Sweeping improvements to the information the NHS makes available to pregnant women before, while and after they give birth were announced yesterday by Alan Milburn.
The health secretary is to ask the national institute for clinical excellence to draw up new guidelines for patients, GPs and hospitals to cover pregnancy, labour, postnatal care and particularly sensitive issues such as hysterectomies.
The initiative, unveiled on the final day of Labour's spring conference in Glasgow, was a rare policy announcement at a gathering dominated by Iraq.
Mr Milburn said women would be given information under the Nice plan to help them decide how they would give birth, learn which painkillers were available and understand the implications of options such as caesarean, forceps and suction deliveries.
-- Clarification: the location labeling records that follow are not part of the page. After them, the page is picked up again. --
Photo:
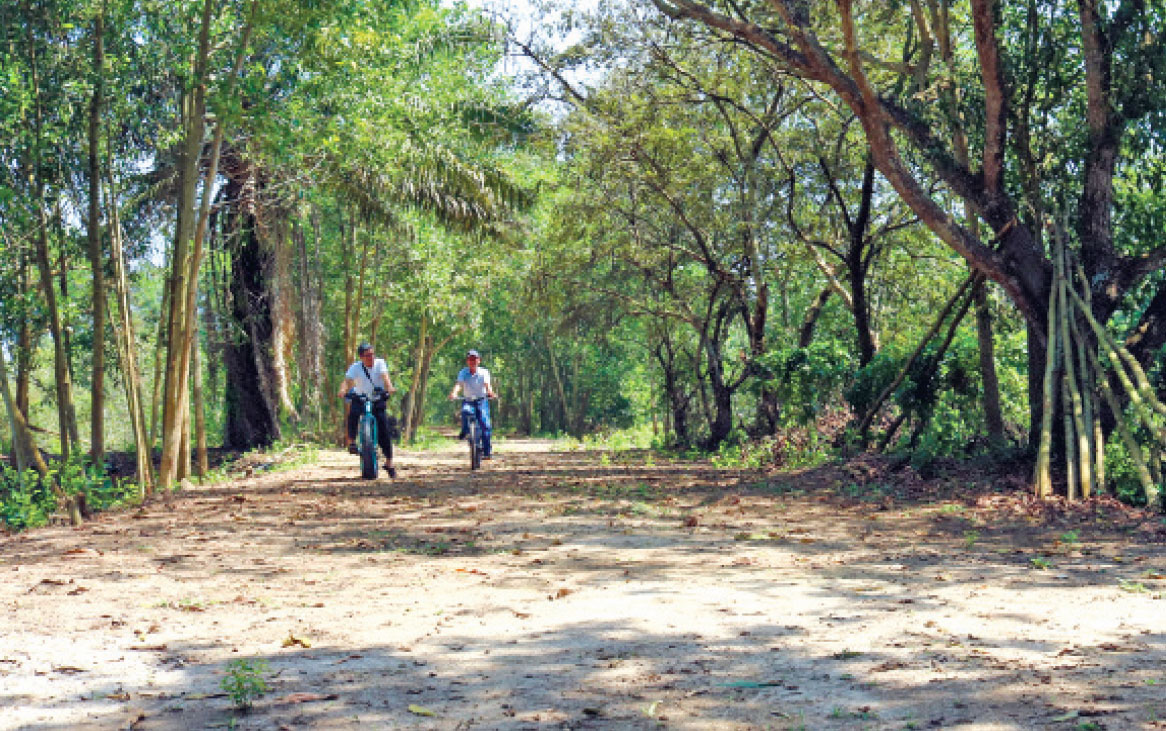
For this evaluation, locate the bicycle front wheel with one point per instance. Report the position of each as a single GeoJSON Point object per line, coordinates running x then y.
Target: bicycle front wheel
{"type": "Point", "coordinates": [475, 445]}
{"type": "Point", "coordinates": [367, 447]}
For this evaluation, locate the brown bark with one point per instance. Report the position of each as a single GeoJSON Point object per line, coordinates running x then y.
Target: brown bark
{"type": "Point", "coordinates": [96, 258]}
{"type": "Point", "coordinates": [23, 443]}
{"type": "Point", "coordinates": [65, 413]}
{"type": "Point", "coordinates": [806, 332]}
{"type": "Point", "coordinates": [127, 341]}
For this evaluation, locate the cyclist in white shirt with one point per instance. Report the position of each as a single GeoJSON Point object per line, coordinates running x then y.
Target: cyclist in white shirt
{"type": "Point", "coordinates": [473, 382]}
{"type": "Point", "coordinates": [367, 374]}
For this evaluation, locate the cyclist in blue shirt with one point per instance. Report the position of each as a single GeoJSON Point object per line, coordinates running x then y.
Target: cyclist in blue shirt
{"type": "Point", "coordinates": [473, 382]}
{"type": "Point", "coordinates": [367, 375]}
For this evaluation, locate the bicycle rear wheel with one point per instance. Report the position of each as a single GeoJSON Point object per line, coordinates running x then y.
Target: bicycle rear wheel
{"type": "Point", "coordinates": [367, 447]}
{"type": "Point", "coordinates": [475, 447]}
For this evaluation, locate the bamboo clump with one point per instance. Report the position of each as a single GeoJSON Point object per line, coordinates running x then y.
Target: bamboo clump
{"type": "Point", "coordinates": [1074, 370]}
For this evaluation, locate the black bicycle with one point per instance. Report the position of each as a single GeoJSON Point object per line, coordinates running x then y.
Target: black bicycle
{"type": "Point", "coordinates": [366, 433]}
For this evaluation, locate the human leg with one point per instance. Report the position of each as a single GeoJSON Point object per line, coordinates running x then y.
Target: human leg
{"type": "Point", "coordinates": [385, 436]}
{"type": "Point", "coordinates": [355, 410]}
{"type": "Point", "coordinates": [485, 427]}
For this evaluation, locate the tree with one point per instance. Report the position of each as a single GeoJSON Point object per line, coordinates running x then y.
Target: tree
{"type": "Point", "coordinates": [847, 53]}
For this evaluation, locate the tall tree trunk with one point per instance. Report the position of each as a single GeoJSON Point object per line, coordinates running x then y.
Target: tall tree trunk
{"type": "Point", "coordinates": [202, 465]}
{"type": "Point", "coordinates": [192, 236]}
{"type": "Point", "coordinates": [409, 428]}
{"type": "Point", "coordinates": [65, 413]}
{"type": "Point", "coordinates": [161, 337]}
{"type": "Point", "coordinates": [127, 341]}
{"type": "Point", "coordinates": [563, 403]}
{"type": "Point", "coordinates": [994, 415]}
{"type": "Point", "coordinates": [97, 422]}
{"type": "Point", "coordinates": [419, 401]}
{"type": "Point", "coordinates": [192, 104]}
{"type": "Point", "coordinates": [23, 337]}
{"type": "Point", "coordinates": [282, 323]}
{"type": "Point", "coordinates": [252, 416]}
{"type": "Point", "coordinates": [23, 444]}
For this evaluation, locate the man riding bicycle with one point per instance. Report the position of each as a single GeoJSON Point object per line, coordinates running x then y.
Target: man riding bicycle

Guidelines to be issued by 2005 will aim to tackle wide variations in postnatal care from midwives and health visitors in different parts of the country.
And the health secretary also proposes guidelines covering the 52,000 hysterectomies and 19,000 partial hysterectomies a year, some of which may be considered unnecessary. Mr Milburn's aim is to rectify what experts call "information asymmetry" which denies patients the knowledge to have a balanced discussion with health professionals.
A murmur of discontent was heard when Mr Milburn said he was pressing ahead with the creation of so-called foundation hospitals, devolving responsibility from Whitehall to local boards with patients electing representatives.
Three special question-and-answer sessions with junior defence and Foreign Office ministers on Iraq were organised at the conference as the government worked hard to put over its case to activists.
One party manager spoke privately in Glasgow of about half a dozen corrosive issues that were souring relations between the party leadership and grassroots, most prominently Iraq and the firefighters' dispute.
Last week's announcement to protect the pay and conditions of council workers when services are contracted out to the private sector resolved one of the points of contention, and the party manager said efforts were being made to resolve the others.
But prominent union leaders, including John Edmonds of the GMB, have warned that union executives will not approve a plan to guarantee the Labour party £40m over five years until most of the others - including the firefighters and Iraq - are settled.
The deputy prime minister, John Prescott, rattled off statistics to show how Labour had increased spending on public services to create more teachers, nurses and police.
Labour's general secretary, David Triesman, said: "We have created a strong economy and huge redistribution, near full employment, low interest rates, opportunity, compassion where compassion is needed. It's not a bad story is it? And we need to tell it."
· The race for the leadership of the politically important union GMB will be between its London secretary, Paul Kenny, and the northern secretary, Kevin Curran, after the Scottish secretary, Robert Parker, fighting an employment tribunal allegation of sexual harassment, withdrew from the contest.